Piast zdobył więcej punktów niż Legia i Lechia razem wzięte
Podopieczni Waldemara Fornalika dosłownie pędzą po mistrzostwo. Po rundzie zasadniczej mieli do Legii i Lechii po dziewięć punktów straty. Legioniści w finałowej części sezonu zdobyli do tej pory siedem punktów na 18 możliwych. Składa się na to zwycięstwo z Cracovią po golu z rzutu karnego w 90. minucie, wygrana w Gdańsku z Lechią 3:1, gdy wcześniej Daniel Stefański nie odgwizdał karnego gospodarzom za zagranie piłki ręką przez Artura Jędrzejczyka i remis z Pogonią u siebie. Lechia w finale jest jeszcze gorsza, bo uzbierała jedynie cztery punkty za remis z Zagłębiem Lubin u siebie i wygraną na wyjeździe nad Pogonią 4:3 (także w kontrowersyjnych okolicznościach).
Liderzy po fazie zasadniczej rzeczywiście wloką się w ślimaczym tempie. Lechia i Legia w grupie mistrzowskiej zdobyły razem mniej punktów (11) od Piasta (16). W teorii więc o tytuł walczyły aż trzy zespoły (obecnie już tylko dwa), ale w praktyce tylko jeden.

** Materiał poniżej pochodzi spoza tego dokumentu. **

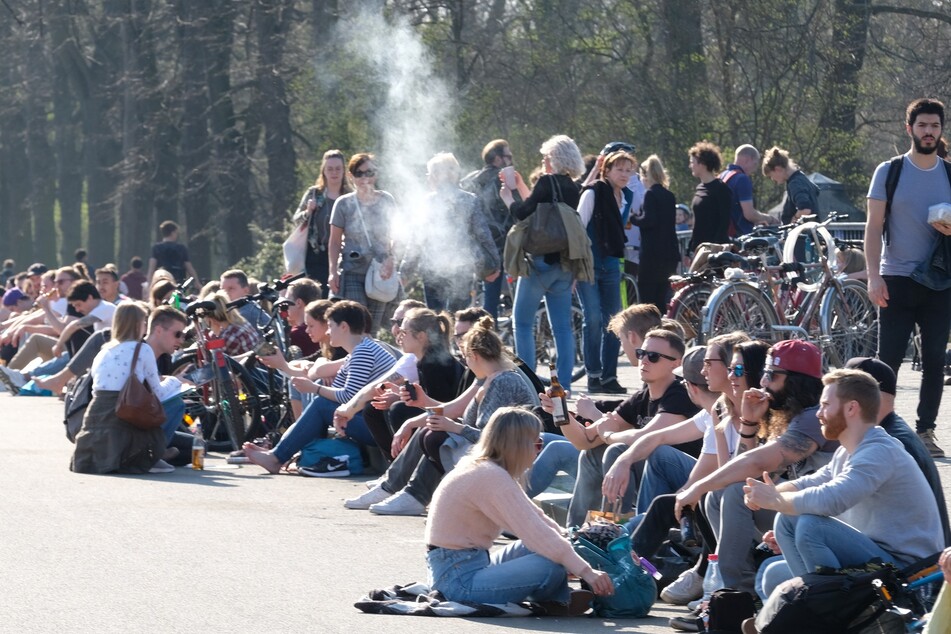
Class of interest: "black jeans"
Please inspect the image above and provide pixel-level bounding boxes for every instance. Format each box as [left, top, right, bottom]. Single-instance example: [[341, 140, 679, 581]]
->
[[878, 275, 951, 433]]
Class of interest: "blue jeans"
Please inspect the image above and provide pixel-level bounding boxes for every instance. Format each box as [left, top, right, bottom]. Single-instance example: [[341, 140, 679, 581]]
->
[[271, 398, 375, 463], [426, 541, 569, 604], [162, 395, 187, 447], [776, 514, 900, 577], [512, 255, 572, 385], [631, 445, 697, 513], [578, 257, 621, 381], [525, 433, 581, 498]]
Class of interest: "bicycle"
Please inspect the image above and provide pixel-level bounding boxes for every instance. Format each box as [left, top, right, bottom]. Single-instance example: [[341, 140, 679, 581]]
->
[[701, 214, 878, 367]]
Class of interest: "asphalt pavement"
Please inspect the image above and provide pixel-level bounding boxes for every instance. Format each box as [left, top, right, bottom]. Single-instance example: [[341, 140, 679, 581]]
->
[[0, 354, 951, 634]]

Piast najwięcej strzela i najmniej traci
Dość powiedzieć, że gdyby wciąż dzielono punkty w Ekstraklasie, Piast byłby mistrzem już w środę, a po przedostatniej kolejce tabela wyglądałaby tak:
Piast ma także najwięcej strzelonych goli w tym sezonie ze wszystkich drużyn w grupie mistrzowskiej (56) i najmniej straconych w całej lidze (33).

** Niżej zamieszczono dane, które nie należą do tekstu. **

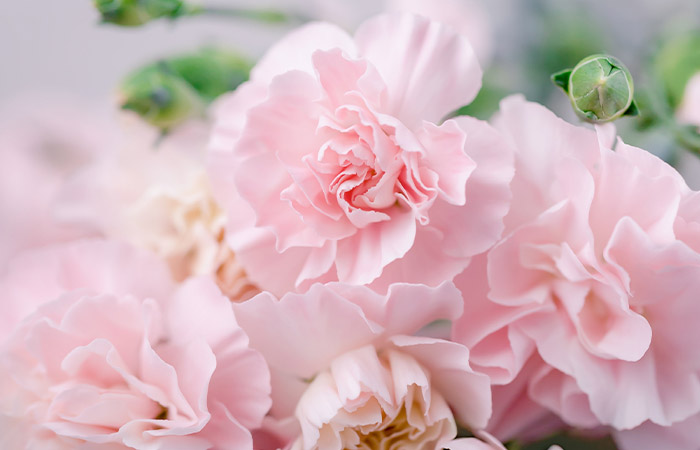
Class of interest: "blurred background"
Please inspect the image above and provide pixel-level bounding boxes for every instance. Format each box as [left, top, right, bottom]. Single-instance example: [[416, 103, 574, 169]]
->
[[0, 0, 700, 450], [0, 0, 700, 113]]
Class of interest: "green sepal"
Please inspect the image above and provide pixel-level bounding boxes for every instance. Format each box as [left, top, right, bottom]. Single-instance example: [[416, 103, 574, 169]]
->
[[622, 100, 639, 116], [551, 69, 573, 94]]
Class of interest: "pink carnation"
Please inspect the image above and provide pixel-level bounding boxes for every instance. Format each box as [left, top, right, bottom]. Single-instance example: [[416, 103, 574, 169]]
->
[[56, 115, 259, 300], [0, 241, 270, 450], [454, 98, 700, 429], [234, 283, 500, 450], [209, 14, 512, 295]]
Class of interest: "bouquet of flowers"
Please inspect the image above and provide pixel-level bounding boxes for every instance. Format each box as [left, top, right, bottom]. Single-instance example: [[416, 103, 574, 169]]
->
[[0, 0, 700, 450]]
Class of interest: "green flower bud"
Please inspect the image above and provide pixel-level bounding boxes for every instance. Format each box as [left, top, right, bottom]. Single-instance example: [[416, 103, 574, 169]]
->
[[93, 0, 191, 27], [121, 48, 252, 131], [552, 55, 639, 123], [120, 64, 206, 132]]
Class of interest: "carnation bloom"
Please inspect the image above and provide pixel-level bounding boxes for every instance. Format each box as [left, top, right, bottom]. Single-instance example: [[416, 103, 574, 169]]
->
[[209, 14, 512, 295], [56, 116, 258, 300], [0, 241, 270, 450], [454, 97, 700, 429], [676, 73, 700, 131], [234, 283, 491, 450]]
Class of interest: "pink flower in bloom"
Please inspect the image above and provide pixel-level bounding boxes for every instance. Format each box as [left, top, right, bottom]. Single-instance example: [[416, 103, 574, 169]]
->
[[677, 73, 700, 130], [234, 283, 499, 450], [209, 14, 512, 295], [454, 98, 700, 429], [55, 115, 259, 300], [0, 241, 270, 450]]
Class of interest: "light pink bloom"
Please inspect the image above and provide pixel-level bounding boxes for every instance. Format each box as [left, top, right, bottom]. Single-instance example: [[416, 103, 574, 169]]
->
[[0, 97, 112, 270], [234, 283, 491, 450], [384, 0, 493, 66], [56, 115, 259, 300], [0, 241, 270, 450], [676, 73, 700, 131], [209, 14, 512, 295], [454, 98, 700, 429]]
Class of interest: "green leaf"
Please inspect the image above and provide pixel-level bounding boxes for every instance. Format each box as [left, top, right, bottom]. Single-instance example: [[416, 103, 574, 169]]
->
[[622, 100, 639, 116]]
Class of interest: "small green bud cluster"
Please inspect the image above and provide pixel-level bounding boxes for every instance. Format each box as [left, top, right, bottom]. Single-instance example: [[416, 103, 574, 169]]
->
[[120, 48, 251, 132], [552, 55, 639, 123], [94, 0, 194, 27]]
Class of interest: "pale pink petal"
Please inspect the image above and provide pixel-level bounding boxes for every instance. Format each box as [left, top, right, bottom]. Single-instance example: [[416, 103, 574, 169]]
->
[[391, 336, 491, 430]]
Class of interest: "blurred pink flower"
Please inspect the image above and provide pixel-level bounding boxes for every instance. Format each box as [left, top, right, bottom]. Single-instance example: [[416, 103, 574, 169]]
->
[[0, 241, 270, 450], [209, 14, 512, 295], [384, 0, 493, 67], [0, 96, 113, 271], [614, 414, 700, 450], [454, 97, 700, 429], [234, 283, 498, 450], [55, 115, 259, 300], [676, 73, 700, 130]]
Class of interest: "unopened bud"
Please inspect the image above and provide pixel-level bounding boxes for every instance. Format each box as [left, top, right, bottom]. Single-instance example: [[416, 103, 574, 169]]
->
[[552, 55, 639, 123], [120, 64, 205, 131], [653, 30, 700, 109], [165, 48, 252, 102], [94, 0, 190, 27]]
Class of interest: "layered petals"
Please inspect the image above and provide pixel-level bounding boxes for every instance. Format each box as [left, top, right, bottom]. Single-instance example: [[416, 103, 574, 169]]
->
[[453, 97, 700, 430], [0, 241, 270, 450]]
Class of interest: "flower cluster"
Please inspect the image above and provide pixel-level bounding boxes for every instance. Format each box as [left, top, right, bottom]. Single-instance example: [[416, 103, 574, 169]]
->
[[0, 6, 700, 450]]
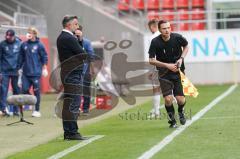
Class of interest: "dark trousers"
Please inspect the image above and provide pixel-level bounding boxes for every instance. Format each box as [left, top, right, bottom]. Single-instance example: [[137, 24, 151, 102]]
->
[[0, 74, 20, 113], [22, 75, 41, 111], [61, 70, 82, 135], [83, 73, 91, 112]]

Marcin Baszczyński przewidział, że Piast może wygrać ligę
Przed ostatnią kolejką gliwiczanie mają historyczną szansę na pierwsze mistrzostwo Polski. Wszystko jest w ich rękach, co znając realia naszej Ekstraklasy, nie musi być atutem. Sam jednak fakt, że zespół Fornalika jest o krok od tytułu, jest już wydarzeniem bez precedensu. W połowie kwietnia taki scenariusz przewidywał w rozmowie ze Sport.pl Marcin Baszczyński. - Piast może włączyć się jeszcze do walki o mistrzostwo. Przed nami teraz już tylko pojedynki bezpośrednie wśród najlepszych w grupie mistrzowskiej. Piast stać na zwycięstwa, nawet z tymi najmocniejszymi, jak Legia i Lechia. Zespoły z Ekstraklasy obawiają się w tym sezonie Piasta i traktują go jako bardzo niewygodnego przeciwnika. W naszej lidze nie raz już przekonaliśmy się, że wszystko jest możliwe, więc nie można też wykluczyć, że Piast powalczy jeszcze o tytuł - przekonywał komentator Canal+.
Piast walczy o mistrzostwo i nie bierze udziału w wyścigu ślimaków Lechii i Legii. On ma swoje tempo, dzięki któremu już w niedzielę może świętować największy sukces w historii klubu.